Despite a lack of clinical evidence its discovery platform works and with no approved products to sell, this company sports a huge $1.7 billion market cap at recent prices. If REC-994 produces disappointing results next year, the stock could get beaten to a pulp. It's probably best to keep this stock on a watchlist until we see more proof its drug-discovery platform can produce successful clinical trial results.

bluebird bio

Shares of bluebird bio (BLUE 10.04%) are down around 48% this year, but Wall Street analysts who follow the company expect better times ahead. The average price target on the stock implies a 99% gain.

Last year, bluebird bio became a commercial-stage business again with not one but two new gene-therapy approvals from the U.S. Food and Drug Administration (FDA). Zynteglo is a single-administration treatment for patients with severe beta-thalassemia who also require frequent blood transfusions. Skysona is a treatment for patients ages 4 through 17 in the early stages of a rare brain-wasting disease called cerebral adrenoleukodystrophy.

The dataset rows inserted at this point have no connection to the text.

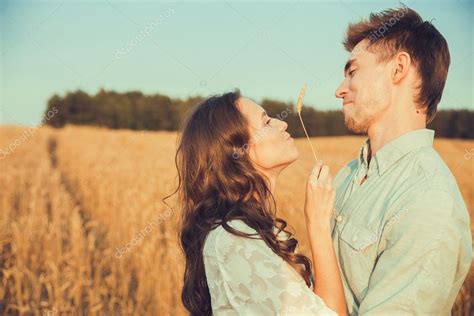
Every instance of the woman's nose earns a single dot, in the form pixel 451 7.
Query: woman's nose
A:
pixel 283 125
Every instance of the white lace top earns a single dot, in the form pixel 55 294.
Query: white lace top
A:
pixel 245 277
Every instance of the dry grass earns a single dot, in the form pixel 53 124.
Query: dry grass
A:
pixel 69 198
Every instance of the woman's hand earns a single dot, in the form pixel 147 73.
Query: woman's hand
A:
pixel 320 197
pixel 319 207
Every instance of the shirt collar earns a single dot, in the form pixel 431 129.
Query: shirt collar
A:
pixel 395 149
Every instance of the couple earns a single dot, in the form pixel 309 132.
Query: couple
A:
pixel 390 235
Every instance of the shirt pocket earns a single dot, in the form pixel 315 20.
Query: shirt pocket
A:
pixel 358 237
pixel 357 254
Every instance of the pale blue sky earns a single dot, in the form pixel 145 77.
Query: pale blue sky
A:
pixel 267 49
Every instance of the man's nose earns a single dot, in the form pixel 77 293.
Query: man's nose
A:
pixel 341 91
pixel 283 125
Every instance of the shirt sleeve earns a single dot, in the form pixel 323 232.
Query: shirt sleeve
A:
pixel 417 268
pixel 258 281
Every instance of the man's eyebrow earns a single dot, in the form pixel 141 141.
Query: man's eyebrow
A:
pixel 348 65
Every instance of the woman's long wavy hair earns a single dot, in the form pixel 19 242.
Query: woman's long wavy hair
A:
pixel 217 185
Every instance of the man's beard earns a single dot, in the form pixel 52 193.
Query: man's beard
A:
pixel 358 123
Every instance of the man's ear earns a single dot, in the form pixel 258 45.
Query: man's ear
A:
pixel 402 62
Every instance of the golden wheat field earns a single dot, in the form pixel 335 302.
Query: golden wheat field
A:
pixel 83 229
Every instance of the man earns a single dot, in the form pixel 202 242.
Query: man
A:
pixel 401 228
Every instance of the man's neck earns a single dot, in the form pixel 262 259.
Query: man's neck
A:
pixel 380 135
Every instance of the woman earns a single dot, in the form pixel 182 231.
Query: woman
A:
pixel 240 259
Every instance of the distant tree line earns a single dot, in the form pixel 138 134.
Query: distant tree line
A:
pixel 136 111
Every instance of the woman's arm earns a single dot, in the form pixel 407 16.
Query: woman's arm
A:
pixel 319 205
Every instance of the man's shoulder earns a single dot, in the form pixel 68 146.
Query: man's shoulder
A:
pixel 345 171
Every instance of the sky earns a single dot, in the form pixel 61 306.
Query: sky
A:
pixel 186 48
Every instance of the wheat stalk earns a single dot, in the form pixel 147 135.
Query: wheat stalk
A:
pixel 299 107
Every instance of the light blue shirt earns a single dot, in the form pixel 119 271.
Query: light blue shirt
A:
pixel 403 237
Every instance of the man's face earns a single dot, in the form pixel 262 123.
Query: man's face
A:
pixel 365 90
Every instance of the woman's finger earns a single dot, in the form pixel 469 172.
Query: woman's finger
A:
pixel 323 174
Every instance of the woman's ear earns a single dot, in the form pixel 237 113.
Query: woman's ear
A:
pixel 402 66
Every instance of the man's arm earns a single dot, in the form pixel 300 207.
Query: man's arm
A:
pixel 418 264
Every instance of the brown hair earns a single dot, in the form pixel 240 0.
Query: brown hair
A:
pixel 216 187
pixel 402 29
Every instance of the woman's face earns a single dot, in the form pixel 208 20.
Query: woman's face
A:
pixel 270 147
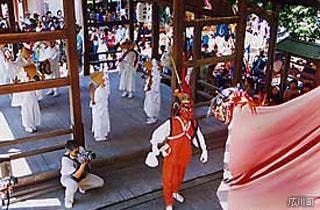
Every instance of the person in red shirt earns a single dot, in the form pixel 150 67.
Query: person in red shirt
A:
pixel 177 134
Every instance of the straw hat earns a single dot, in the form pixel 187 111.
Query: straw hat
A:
pixel 183 97
pixel 97 78
pixel 26 51
pixel 31 70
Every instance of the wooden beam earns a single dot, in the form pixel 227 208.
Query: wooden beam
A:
pixel 27 86
pixel 208 61
pixel 32 36
pixel 131 20
pixel 203 103
pixel 189 6
pixel 250 8
pixel 33 138
pixel 213 21
pixel 239 45
pixel 86 40
pixel 72 56
pixel 155 30
pixel 271 50
pixel 37 152
pixel 111 23
pixel 208 85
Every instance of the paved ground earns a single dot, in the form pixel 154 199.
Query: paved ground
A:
pixel 201 197
pixel 129 133
pixel 132 181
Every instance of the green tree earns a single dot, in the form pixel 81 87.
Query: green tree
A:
pixel 300 22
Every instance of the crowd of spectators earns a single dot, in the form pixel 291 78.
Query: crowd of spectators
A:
pixel 37 23
pixel 111 12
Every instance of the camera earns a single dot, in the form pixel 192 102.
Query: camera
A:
pixel 89 155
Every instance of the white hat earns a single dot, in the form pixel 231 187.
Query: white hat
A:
pixel 151 160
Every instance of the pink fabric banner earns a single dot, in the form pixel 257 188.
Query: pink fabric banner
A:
pixel 272 159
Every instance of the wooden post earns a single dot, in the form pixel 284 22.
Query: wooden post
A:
pixel 239 45
pixel 16 10
pixel 317 73
pixel 178 40
pixel 271 49
pixel 11 16
pixel 155 30
pixel 284 75
pixel 196 55
pixel 74 91
pixel 86 40
pixel 131 19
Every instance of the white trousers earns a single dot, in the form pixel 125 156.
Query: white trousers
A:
pixel 91 181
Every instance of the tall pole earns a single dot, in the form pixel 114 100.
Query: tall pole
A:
pixel 272 45
pixel 74 90
pixel 196 55
pixel 155 30
pixel 178 40
pixel 240 36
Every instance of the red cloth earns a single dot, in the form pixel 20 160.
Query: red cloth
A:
pixel 274 156
pixel 175 165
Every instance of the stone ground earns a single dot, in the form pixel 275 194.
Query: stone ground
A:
pixel 133 181
pixel 129 133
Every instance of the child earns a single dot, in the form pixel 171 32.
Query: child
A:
pixel 30 110
pixel 152 99
pixel 99 94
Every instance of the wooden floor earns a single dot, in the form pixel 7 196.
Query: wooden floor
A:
pixel 129 133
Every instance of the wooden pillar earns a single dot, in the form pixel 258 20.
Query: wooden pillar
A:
pixel 74 91
pixel 178 40
pixel 16 10
pixel 24 7
pixel 196 55
pixel 239 45
pixel 155 30
pixel 131 19
pixel 284 75
pixel 86 40
pixel 11 15
pixel 271 49
pixel 317 73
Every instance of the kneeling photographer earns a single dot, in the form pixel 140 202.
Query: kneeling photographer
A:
pixel 75 172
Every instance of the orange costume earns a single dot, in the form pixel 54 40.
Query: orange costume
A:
pixel 177 134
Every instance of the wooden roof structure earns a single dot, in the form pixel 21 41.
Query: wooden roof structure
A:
pixel 295 47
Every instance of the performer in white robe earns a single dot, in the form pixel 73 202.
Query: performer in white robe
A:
pixel 152 101
pixel 30 110
pixel 15 72
pixel 127 67
pixel 100 106
pixel 52 54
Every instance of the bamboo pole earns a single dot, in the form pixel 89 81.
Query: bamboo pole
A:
pixel 74 91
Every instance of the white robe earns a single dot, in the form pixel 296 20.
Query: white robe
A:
pixel 30 110
pixel 100 112
pixel 14 69
pixel 152 100
pixel 128 72
pixel 53 54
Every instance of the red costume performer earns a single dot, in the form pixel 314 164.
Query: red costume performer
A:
pixel 177 134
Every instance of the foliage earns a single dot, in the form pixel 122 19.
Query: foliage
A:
pixel 300 22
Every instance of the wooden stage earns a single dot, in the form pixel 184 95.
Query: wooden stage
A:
pixel 129 133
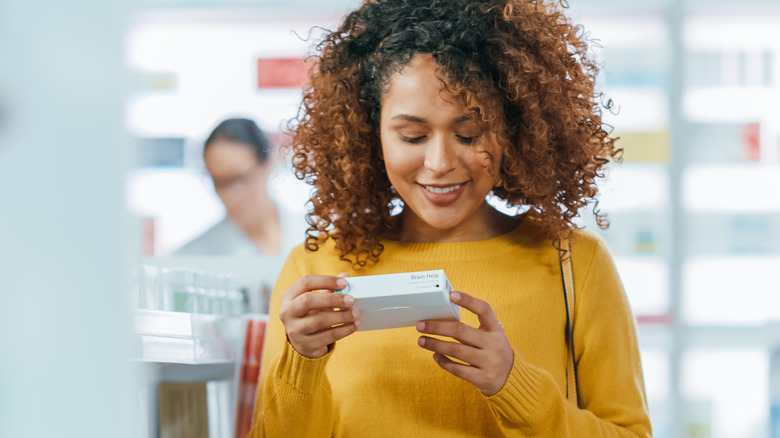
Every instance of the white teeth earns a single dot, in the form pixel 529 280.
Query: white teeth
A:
pixel 442 190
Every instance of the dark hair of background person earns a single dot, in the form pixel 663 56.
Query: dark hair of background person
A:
pixel 242 131
pixel 520 67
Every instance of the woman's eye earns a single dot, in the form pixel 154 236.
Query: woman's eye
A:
pixel 466 140
pixel 412 139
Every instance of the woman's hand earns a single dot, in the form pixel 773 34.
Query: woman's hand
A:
pixel 485 350
pixel 314 317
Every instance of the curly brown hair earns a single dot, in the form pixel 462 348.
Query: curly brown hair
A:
pixel 519 65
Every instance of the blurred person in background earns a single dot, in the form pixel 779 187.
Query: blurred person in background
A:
pixel 237 155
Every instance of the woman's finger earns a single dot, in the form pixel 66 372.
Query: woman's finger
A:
pixel 323 320
pixel 465 372
pixel 464 353
pixel 487 318
pixel 310 283
pixel 316 345
pixel 304 303
pixel 464 333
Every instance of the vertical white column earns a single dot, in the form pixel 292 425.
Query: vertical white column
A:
pixel 65 335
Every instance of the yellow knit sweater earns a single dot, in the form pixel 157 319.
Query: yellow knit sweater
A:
pixel 382 384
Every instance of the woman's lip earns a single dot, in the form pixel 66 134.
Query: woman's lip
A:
pixel 442 199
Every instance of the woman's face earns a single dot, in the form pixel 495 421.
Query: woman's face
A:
pixel 427 141
pixel 239 179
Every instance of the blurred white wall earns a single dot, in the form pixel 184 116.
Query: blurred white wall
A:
pixel 65 366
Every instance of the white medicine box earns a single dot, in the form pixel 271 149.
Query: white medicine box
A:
pixel 401 300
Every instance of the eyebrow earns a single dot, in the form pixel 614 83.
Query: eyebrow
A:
pixel 415 119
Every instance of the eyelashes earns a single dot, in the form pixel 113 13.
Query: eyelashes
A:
pixel 461 138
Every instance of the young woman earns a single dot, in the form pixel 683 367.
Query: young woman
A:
pixel 432 105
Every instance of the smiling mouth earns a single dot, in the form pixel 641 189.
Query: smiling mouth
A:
pixel 442 190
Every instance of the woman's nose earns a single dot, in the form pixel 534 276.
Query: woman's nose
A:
pixel 440 156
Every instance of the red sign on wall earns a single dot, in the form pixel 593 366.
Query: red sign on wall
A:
pixel 281 72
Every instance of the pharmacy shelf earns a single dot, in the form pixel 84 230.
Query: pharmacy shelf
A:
pixel 187 338
pixel 719 337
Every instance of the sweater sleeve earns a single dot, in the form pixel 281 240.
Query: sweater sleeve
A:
pixel 294 395
pixel 611 388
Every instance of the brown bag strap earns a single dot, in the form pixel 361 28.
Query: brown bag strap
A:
pixel 567 276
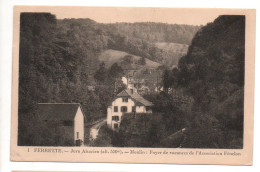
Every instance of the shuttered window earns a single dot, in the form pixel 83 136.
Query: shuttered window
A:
pixel 115 108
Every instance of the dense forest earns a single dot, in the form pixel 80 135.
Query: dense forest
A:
pixel 59 62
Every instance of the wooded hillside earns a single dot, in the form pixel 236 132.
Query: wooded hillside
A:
pixel 59 62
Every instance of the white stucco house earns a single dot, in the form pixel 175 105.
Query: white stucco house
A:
pixel 66 116
pixel 126 101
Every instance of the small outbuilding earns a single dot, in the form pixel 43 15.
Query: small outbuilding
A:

Bluebird bio's market cap is a sprightly $382 million at recent prices, which seems far too low for a company with two approved therapies. Expectations for the U.S. launch of Zynteglo and Skysona are not very high thanks to these therapies' disastrous European tour.

Zynteglo earned conditional marketing approval from the European Medicines Agency in 2019, and Skysona followed a couple of years later. Sadly, bluebird bio couldn't convince any of the European Union member states to cover Zynteglo's $1.8 million price tag. Without any sales to record, bluebird bio withdrew from the European market in 2021.

As of Aug. 8, a combined 16 patients in the U.S. have started treatment with Zynteglo and Skysona. Uptake so far is too low to suggest these drugs will ever achieve blockbuster sales. While these treatments probably won't cross the $1 billion per-year threshold, there's still a reasonable chance they could go on to bring in more than $250 million in combined annual sales by 2027.

If Zynteglo or Skysona meet modest future-sales expectations, investors who buy the stock at its presently low valuation could realize huge gains. Of course, there are no guarantees, and new drug launches can be unpredictable.

Zynteglo's U.S. launch will be extra difficult to forecast because its strategy involves returning up to 80% of its $2.8 million price if the treatment fails to prevent patients from eliminating their dependence on costly blood transfusions. This stock looks like a buy now, but only for investors with a high tolerance for risk.